Ms Maathai took up that challenge a great many years ago. She grew up seeing trees and entire forests uprooted to make way for commercial plantations. As progress arrived for some, women in rural areas would still often go without fuel or clean drinking water. Their diets remained poor and incomplete while concerns over the lack of shelter and money was the order of the day, and indeed of every day.
“It’s the little things citizens do. That’s what will make the difference. My little thing is planting trees.”
Over the years, commercial farming has seriously degraded the environment. Global trade patterns and practices kept crop prices low. As a result, wages remained depressed and would, more often than not, be insufficient to cover even the most basic needs. Poverty endured and would frequently erupt into conflict.

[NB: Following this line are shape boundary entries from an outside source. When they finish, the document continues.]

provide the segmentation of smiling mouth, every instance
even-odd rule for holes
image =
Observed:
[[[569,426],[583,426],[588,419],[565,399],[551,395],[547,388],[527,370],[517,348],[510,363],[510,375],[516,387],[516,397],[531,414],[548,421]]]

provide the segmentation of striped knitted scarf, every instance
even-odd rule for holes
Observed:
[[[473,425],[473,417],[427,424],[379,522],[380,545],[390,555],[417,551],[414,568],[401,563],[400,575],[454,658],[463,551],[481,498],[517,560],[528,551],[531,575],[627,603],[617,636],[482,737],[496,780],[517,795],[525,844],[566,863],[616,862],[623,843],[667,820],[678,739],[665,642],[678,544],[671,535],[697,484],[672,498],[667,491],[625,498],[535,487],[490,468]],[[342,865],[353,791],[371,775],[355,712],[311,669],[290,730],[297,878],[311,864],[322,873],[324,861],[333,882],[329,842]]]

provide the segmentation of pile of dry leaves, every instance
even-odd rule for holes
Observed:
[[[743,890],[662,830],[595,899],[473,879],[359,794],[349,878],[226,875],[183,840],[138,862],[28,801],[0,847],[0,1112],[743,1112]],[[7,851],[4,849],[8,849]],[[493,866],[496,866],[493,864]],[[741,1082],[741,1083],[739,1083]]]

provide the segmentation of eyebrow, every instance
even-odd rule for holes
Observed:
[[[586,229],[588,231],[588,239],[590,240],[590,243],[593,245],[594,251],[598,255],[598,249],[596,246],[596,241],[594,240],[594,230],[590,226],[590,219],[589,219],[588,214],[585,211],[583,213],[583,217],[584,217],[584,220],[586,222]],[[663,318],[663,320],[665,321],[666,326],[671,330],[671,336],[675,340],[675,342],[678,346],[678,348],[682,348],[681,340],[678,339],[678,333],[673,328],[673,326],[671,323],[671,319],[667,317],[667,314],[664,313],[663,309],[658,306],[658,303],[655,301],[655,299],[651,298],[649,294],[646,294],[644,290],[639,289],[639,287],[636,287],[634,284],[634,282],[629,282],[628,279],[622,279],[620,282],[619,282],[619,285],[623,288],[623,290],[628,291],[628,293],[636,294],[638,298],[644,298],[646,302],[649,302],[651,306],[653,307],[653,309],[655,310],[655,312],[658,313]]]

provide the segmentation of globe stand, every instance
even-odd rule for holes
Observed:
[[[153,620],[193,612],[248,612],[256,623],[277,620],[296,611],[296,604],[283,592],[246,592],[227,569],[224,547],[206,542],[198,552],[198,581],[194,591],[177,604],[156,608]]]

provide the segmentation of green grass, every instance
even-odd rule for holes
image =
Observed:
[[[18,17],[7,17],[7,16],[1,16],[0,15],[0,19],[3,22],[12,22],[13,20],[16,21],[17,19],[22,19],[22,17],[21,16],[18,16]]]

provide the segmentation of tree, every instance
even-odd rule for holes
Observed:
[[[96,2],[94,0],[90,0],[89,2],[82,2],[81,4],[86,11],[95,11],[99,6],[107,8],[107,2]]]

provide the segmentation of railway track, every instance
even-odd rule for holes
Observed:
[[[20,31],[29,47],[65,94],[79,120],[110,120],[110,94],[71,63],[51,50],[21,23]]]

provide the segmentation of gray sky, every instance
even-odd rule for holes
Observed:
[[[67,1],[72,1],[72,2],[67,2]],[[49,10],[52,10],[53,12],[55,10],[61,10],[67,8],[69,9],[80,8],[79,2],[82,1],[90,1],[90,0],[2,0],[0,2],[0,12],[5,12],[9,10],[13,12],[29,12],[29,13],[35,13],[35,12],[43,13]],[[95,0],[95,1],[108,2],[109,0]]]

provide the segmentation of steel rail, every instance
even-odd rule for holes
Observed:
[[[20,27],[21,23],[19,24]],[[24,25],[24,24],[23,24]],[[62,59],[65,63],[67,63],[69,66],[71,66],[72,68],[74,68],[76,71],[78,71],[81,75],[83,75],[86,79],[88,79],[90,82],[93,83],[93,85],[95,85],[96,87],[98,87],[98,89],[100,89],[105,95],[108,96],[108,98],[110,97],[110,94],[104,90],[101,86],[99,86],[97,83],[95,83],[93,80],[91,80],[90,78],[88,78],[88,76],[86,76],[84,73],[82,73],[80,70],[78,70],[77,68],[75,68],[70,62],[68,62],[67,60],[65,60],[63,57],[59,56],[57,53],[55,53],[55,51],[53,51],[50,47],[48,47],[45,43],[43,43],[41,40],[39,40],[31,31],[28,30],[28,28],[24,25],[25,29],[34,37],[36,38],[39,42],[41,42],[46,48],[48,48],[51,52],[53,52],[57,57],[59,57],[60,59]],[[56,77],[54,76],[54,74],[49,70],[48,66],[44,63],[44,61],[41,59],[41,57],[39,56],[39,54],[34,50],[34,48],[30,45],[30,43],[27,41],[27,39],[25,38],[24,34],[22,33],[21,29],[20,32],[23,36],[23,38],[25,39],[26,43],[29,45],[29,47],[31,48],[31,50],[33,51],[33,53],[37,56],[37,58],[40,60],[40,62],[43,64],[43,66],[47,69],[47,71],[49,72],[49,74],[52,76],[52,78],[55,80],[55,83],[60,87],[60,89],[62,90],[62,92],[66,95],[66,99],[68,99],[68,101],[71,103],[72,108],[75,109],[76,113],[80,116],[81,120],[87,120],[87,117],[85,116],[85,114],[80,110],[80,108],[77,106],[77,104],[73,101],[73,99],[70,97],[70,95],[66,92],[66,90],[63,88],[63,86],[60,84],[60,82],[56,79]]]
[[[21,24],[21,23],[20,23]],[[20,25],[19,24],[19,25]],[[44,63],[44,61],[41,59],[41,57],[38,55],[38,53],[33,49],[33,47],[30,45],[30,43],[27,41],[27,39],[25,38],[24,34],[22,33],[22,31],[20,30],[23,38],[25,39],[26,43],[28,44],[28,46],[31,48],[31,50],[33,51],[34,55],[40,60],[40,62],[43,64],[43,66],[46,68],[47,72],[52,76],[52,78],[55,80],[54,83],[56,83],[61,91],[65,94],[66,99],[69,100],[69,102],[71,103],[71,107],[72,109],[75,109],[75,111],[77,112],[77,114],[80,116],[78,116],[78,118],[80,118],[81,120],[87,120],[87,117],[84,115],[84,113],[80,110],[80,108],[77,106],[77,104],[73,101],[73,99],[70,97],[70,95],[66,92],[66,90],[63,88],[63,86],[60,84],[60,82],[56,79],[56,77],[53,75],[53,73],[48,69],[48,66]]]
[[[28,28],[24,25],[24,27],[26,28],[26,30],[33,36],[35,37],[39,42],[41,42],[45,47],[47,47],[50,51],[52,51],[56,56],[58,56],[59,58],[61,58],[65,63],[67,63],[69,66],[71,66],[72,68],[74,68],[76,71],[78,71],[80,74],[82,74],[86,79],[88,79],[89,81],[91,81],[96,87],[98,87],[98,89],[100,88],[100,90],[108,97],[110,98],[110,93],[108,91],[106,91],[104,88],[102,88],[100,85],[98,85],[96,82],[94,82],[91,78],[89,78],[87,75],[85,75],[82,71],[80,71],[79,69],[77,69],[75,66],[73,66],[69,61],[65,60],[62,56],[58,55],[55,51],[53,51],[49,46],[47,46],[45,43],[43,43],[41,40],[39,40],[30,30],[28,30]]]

The founding of the Green Belt Movement, attesting to an understanding of the links between human activity and environmental well-being, marked the start of an attempt to empower communities through education and awareness. The Nobel laureate pointed out: “I believe the committee understands that a world at peace is a world that protects and restores the environment.”
The activities of the Green Belt Movement are mostly carried out by women who understand that the best answers do not necessarily come from outside. The movement’s participants realise that it is they that must find and implement home-grown solutions to common problems. In this spirit, more than thirty million trees have been planted by some 4,000 community groups. More than helping to protect and nourish public spaces, these groups work both at grassroots level and on the international scene as advocates for peace.
In Africa, the tree is a traditional and potent symbol for peace. It has been used as such by the Green Belt Movement. In Kenya, the tree came to symbolize conflict resolution and the struggle for democracy. Ms Maathai and her Green Belt Movement were instrumental in plotting Kenya’s return to democracy in 2002. Their efforts, and those of countless others, ushered in a much more stable society.
With a doctorate degree in biology, obtained pursuing studies in Kenya, Germany and the United States, Ms Maathai chaired the National Council of Women of Kenya during most of the 1980s. In 2004, she was the first African woman to be awarded the Nobel Peace Prize.